Dr. Sabatier reports grants from EISAI and AstraZeneca; personal fees from Roche, Pfizer, Tesaro, Novartis and AstraZeneca; and non-financial support from Roche, Pfizer, AstraZeneca, and Amgen.

Dr. O’Malley reports personal fees from Immunogen, Eisai, Agenus, GSK : Consultant/Advisory Board for Clovis, Ambry, Abbvie, Janssen/J&J, Regeneron, Novacure, Myraid Genetics, Tarveda, Amgen, VentiRx, Array Biopharma, EMD Serono, Ergomed; Steering committee for Genentech/Roche and Merck; Institutional funding from Ajinomoto Inc, Ludwig Cancer Research, Stemcentrx, Inc, CERULEAN PHARMA, GOG Foundation, BMS, Serono Inc, TRACON Pharmaceuticals, Yale University, New Mexico Cancer Care Alliance, INC Research, Inc., Inventiv Health Clinical, Iovance Biotherapeutics, Inc, and PRA International.

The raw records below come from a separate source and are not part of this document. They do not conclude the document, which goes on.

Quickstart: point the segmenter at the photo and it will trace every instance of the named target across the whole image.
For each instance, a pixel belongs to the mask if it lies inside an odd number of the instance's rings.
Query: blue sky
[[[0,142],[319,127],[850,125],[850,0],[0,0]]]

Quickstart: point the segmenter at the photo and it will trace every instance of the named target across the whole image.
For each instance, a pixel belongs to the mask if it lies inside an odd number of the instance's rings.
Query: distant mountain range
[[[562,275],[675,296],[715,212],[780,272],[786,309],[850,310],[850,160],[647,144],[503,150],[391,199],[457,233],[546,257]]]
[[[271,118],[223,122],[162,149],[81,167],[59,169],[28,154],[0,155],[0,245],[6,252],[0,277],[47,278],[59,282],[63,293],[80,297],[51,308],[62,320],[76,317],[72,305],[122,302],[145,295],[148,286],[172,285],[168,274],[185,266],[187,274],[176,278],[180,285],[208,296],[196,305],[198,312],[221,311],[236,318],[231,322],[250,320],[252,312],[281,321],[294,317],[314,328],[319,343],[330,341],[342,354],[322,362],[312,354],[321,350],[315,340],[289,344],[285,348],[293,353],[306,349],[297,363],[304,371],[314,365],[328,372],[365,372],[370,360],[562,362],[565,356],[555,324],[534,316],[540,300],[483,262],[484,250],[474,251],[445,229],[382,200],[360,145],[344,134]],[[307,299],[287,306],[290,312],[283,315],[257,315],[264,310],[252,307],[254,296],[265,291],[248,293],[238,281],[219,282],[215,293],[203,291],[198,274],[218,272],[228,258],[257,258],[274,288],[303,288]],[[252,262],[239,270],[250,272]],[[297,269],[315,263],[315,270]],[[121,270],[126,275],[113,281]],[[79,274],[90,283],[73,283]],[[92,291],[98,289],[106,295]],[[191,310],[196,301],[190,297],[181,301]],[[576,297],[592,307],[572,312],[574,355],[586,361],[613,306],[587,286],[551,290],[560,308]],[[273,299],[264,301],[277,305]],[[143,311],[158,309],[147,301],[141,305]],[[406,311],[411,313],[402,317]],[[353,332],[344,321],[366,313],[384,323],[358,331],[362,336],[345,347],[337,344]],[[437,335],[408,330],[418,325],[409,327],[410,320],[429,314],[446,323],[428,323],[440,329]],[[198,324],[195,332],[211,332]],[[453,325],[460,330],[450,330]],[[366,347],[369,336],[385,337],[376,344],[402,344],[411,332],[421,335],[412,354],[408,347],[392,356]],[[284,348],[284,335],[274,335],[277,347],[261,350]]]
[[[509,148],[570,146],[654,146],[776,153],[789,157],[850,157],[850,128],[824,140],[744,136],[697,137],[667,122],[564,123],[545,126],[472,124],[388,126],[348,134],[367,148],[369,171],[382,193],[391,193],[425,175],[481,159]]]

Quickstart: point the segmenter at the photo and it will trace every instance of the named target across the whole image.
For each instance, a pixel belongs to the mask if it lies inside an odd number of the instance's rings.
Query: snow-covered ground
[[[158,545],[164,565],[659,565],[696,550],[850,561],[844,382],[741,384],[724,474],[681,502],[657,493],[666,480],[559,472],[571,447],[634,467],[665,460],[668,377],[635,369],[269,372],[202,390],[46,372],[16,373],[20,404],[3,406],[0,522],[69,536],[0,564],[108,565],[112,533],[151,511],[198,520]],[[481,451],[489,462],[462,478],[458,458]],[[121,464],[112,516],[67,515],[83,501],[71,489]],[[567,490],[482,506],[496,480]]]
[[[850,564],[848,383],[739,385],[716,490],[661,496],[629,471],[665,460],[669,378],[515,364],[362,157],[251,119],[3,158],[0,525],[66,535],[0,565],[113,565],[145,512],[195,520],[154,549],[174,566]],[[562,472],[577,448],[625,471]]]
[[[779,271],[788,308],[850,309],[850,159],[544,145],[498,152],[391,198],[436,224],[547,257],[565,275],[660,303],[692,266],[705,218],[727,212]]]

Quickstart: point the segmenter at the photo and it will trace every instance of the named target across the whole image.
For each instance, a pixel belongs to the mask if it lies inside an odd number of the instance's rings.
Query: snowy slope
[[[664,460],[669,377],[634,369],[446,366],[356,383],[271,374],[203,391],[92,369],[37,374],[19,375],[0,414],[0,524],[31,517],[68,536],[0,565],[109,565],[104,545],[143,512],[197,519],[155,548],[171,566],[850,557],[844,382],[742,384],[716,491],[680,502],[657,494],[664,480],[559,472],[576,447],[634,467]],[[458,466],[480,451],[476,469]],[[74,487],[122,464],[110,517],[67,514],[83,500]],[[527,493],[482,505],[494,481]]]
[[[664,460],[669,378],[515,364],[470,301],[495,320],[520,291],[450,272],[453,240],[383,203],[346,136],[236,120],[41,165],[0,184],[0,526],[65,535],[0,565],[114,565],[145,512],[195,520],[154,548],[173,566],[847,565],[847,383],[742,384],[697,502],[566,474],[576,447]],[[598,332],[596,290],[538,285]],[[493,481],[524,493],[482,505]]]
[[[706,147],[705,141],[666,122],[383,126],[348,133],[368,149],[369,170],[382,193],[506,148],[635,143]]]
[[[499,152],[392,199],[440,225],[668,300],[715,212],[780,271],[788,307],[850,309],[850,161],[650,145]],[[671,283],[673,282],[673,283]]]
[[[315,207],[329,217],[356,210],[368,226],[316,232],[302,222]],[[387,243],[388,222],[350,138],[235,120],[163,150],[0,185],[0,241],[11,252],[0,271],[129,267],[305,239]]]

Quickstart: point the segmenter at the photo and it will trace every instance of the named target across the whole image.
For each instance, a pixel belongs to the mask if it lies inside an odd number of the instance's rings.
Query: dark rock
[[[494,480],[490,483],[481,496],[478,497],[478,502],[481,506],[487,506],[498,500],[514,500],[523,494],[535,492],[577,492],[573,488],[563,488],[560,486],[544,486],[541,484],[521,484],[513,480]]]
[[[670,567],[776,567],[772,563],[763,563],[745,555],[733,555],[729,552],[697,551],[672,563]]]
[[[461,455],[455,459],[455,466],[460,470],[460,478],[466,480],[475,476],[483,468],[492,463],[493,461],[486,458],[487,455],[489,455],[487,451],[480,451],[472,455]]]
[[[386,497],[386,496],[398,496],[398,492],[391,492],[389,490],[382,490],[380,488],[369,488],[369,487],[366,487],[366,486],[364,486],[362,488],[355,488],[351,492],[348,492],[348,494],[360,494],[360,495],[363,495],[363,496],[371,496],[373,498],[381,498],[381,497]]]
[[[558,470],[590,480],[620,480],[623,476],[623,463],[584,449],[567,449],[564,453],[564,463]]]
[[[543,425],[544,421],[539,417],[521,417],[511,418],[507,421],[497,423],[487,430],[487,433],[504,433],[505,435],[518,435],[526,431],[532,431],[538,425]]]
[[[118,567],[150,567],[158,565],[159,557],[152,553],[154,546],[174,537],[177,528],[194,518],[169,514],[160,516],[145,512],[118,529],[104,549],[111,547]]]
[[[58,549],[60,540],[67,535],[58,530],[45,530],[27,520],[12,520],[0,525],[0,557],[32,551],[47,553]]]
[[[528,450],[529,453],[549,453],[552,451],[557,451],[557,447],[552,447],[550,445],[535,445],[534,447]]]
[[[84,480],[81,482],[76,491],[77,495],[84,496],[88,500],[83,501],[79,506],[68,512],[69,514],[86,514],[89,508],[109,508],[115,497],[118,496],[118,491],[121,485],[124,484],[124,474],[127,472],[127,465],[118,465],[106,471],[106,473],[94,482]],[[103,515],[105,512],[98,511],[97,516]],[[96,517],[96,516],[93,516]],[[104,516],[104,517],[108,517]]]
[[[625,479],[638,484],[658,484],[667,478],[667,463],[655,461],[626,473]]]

Dr. Ghamande reports consulting fees from Seattle Genetics; speakers’ bureau fees from GSK; and institutional grants from GSK, Merck, Roche, Genentech, Takeda, Seattle Genetics, Advaxis, BMS, Clovis, Abbvie, and Tesaro.

Dr. Pothuri reports grants, personal fees and non-financial support from GSK; Advisory Board fees from AstraZeneca and Clovis Oncology.

Dr. Boni has nothing to disclose.

Drs. Guo and Im are employees of GlaxoSmithKline.